People and institutions are resistant to learning, supporting, accommodating, and including – so disabled people are devalued and shut out in all kinds of ways that have nothing to do with their actual physical state of being. Kenney writes, “The hardest part of being disabled isn’t the pain, it’s the people. It’s trying to explain.” (116)
Late in the book she sums up her mission: “I am just one disabled girl, sitting in front of the church, asking them to love us. We need to learn from the embodied experiences of people with different types of disabilities to deepen our understanding of God, Scripture, and an embodied life of faith.” (158)

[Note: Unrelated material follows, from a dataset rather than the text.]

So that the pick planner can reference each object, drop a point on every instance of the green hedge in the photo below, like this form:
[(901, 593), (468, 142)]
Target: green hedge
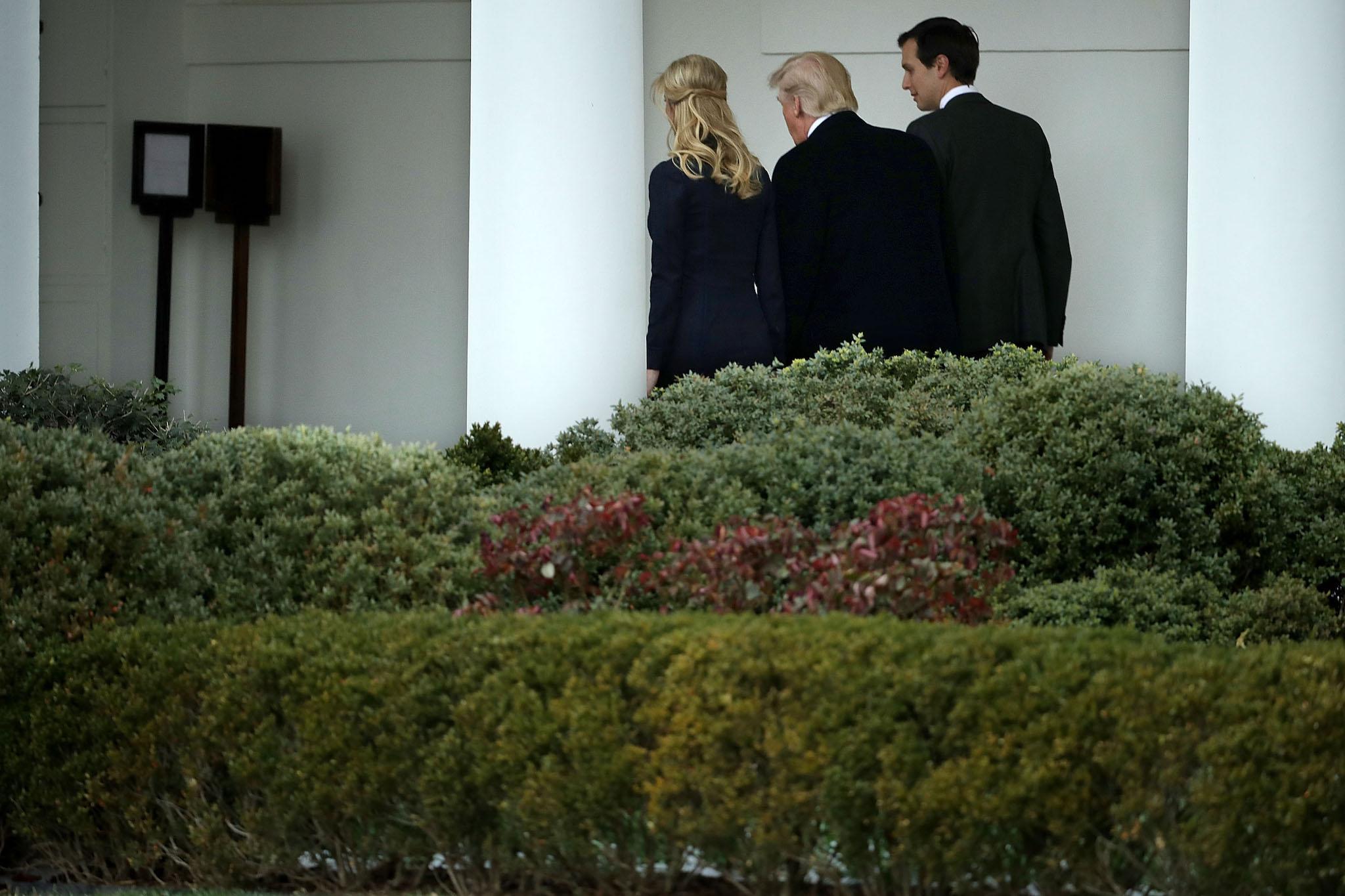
[(131, 414), (911, 394), (236, 526), (818, 475), (1183, 609), (573, 752)]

“Much of the church has forgotten that we worship a disabled God whose wounds survived resurrection.” That’s our Gospel story this morning – the risen Jesus, still bearing the wounds of his crucifixion. Kenney talks, briefly, about Thomas. He reminds her of the many people she’s met who respond to her disability by trying to make sense of it, to fit it into a theology where every story has a happy ending, or a concept of health where every malady has a cure. She writes, “Thomas seeks to understand what can’t be fully explained… Perhaps instead of [trying to make sense of disability], we should welcome its disruption to our limited understanding of how bodies function.” (51)
But more than Thomas, the wounded Jesus is important for Kenney. She writes, “The disabled God, on the cross, is the one I most relate to. I’d probably still follow that Jesus even without the resurrection.” (166) A few pages later, she proclaims: “I refuse to be ashamed of my disabled body because it displays the crucified Christ. It is twisted and twitchy and tired, but it is triumphant.” (169)

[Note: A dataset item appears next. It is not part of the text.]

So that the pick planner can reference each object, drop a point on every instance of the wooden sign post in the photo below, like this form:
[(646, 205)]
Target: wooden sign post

You may have heard people draw a distinction between curing and healing, with curing defined as a more biomedical process focused on eliminating disease, and healing as a more holistic, sociocultural process of becoming whole – a process that may or may not include a cure. In our book group, we had a fascinating and inconclusive conversation about a related issue: the words wellness and wholeness. I wondered out loud about the words I use when I’m praying for folks.
We found that some of us felt resistance to the world wholeness because it implied measuring someone against some standard of right or complete. But others of us likewise had a resistance to the word wellness because of the company it keeps – the baggage of the wellness industry and fads like celery juice and beef tallow, and the ways “wellness” has been used as a euphemism to privilege bodies that look a certain way. To use either word in prayer – in church – it feels like we need an expansive, holistic, joyful understanding of what we mean by it, and it’s hard to pack all that into a prayer! I still don’t have good answers here, but I’m grateful for the way the conversation stretched my awareness and curiosity.

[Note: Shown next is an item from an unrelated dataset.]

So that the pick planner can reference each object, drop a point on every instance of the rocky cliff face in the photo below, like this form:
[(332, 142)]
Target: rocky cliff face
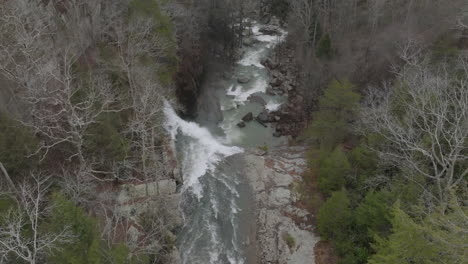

What does it mean to be well? What does it mean to be whole? What does God desire for us? What if God’s desire for us is not to conform our bodies or minds to some norm, but for us to be free from pain and to be welcomed and loved by community?
The challenge of the book, of our conversation about it, and of today’s Gospel, of Jesus’ risen, redeemed, imperfect body: There isn’t a way people should be. There’s just us, together. And the holy joyful obligation of that is to listen and learn and become a community where we can each be our whole selves.